Compliance is a profession that requires multi-tasking – another profound grasp of the obvious. But in the multi-tasking world, some principles and strategies are more important than others.
My colleague and compliance guru Tom Fox has coined the mantra: “document, document and then make sure you document.” My contribution to this same mantra is along the same lines: “If you do not document, then in the eyes of DOJ and the SEC, it did not happen.”
Putting aside these pithy mantras, it is important to take a moment and consider the real implications of compliance documentation. A good place to start is the Hitachi enforcement action from last year.
In September of 2015, Hitachi settled an FCPA enforcement action for $19 million for bribery in South Africa. At the heart of the violation was Hitachi’s relationship with an entity that was a front for the African National Congress, or South Africa’s ruling party.
In its discussions with the SEC, Hitachi represented that it had conducted due diligence of this entity to ensure compliance with the FCPA. The SEC requested that Hitachi produce documentation of its due diligence review of the entity. After searching for the documentation, Hitachi returned to the SEC empty-handed. No due diligence report meant it did not happen (aside from Hitachi’s overall credibility gap in its representations to the SEC).

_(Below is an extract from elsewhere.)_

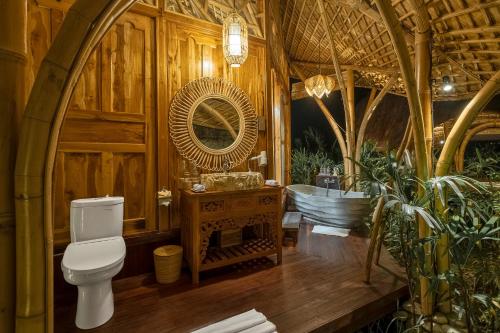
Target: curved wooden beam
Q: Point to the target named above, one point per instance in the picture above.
(83, 28)
(468, 136)
(470, 112)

The Hitachi case is a poster child for the importance of documentation. A compliance program has to incorporate documentation as a critical means by which to guide and protect the company’s overall compliance effort.

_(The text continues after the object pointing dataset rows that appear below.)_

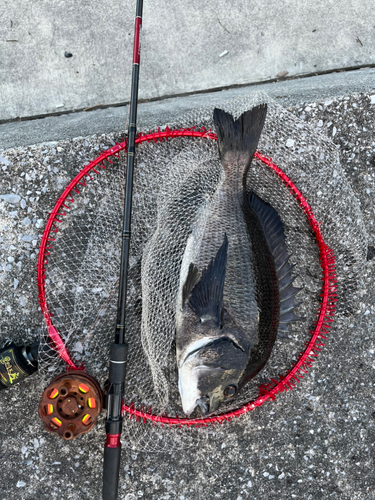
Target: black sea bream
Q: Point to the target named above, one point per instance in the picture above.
(236, 288)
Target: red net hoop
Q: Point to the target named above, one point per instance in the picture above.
(321, 326)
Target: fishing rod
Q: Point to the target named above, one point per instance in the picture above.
(119, 349)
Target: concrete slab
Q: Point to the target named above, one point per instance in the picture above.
(186, 47)
(315, 442)
(151, 114)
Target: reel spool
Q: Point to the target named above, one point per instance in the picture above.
(71, 404)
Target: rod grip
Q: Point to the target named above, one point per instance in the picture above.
(111, 471)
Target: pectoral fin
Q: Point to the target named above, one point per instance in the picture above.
(206, 297)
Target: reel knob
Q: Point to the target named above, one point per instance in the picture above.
(70, 405)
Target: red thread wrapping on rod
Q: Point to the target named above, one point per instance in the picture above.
(324, 315)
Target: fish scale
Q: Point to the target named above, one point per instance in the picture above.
(239, 285)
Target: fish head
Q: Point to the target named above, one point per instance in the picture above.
(211, 375)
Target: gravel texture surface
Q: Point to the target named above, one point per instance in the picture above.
(315, 442)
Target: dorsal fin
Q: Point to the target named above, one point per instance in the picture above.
(206, 298)
(274, 233)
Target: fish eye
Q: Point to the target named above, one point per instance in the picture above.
(230, 391)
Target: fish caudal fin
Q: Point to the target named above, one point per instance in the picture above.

The questions underlying a documentation system are two fold: (1) When do you document a compliance decision? and (2) How do you document a compliance decision?
My answer to number 1 usually focuses on the following principle – if a compliance decision involves the exercise of discretion requiring a good faith determination of competing considerations, it should be documented. So for example, once you have collected due diligence information for a prospective third party intermediary that identified red flags and resolved the red flags, you should document your decision to move forward with the prospective third party.

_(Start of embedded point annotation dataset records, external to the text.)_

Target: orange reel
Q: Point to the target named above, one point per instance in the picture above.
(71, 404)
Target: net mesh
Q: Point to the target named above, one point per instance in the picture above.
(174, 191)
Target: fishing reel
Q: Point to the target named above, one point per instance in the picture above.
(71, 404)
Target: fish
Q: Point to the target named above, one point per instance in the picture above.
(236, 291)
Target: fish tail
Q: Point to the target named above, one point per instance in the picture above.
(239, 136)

Another good example is application of a risk-ranking formula to third party representatives. In designing the risk ranking formula and assigning weights, a CCO and an Internal Auditor are exercising discretion that should be documented to confirm their good faith application of risk factors and the reasons behind the weighting factors selected as part of the formula. In this case, the documentation of the risk ranking formula is important to demonstrate how the CCO and the Internal Auditor considered various risk and weighting factors and applied their good faith judgments to the process to ensure effective risk ranking.
The second question to decide is how to document your compliance program. In this case, my recommendation is to follow simple guidelines designed to make the process as easy as possible. Formal memo writing to the files is fine but emails these days can be just as effective in demonstrating how a compliance program operated in the real world.
When documenting a compliance program, the form of documentation can differ depending on the importance of the issue. An annual compliance audit program should be documented in a memorandum since it may be reviewed by a number of people. Day-to-day compliance matters and actions or inactions can be documented in an email. These are two extremes but I am trying to make a point – some documents are more important than others.
A documentation program, however, depends on a compliance staff that applies consistent practices with the support of closely-related functions (HR, IA, Finance, Security). I am no fan of form for forms sake. Instead, a documentation program has to ensure preservation and accurate recordkeeping. If carried out effectively, documentation can be the insurance needed to protect the company and ensure consistent operation of a compliance program.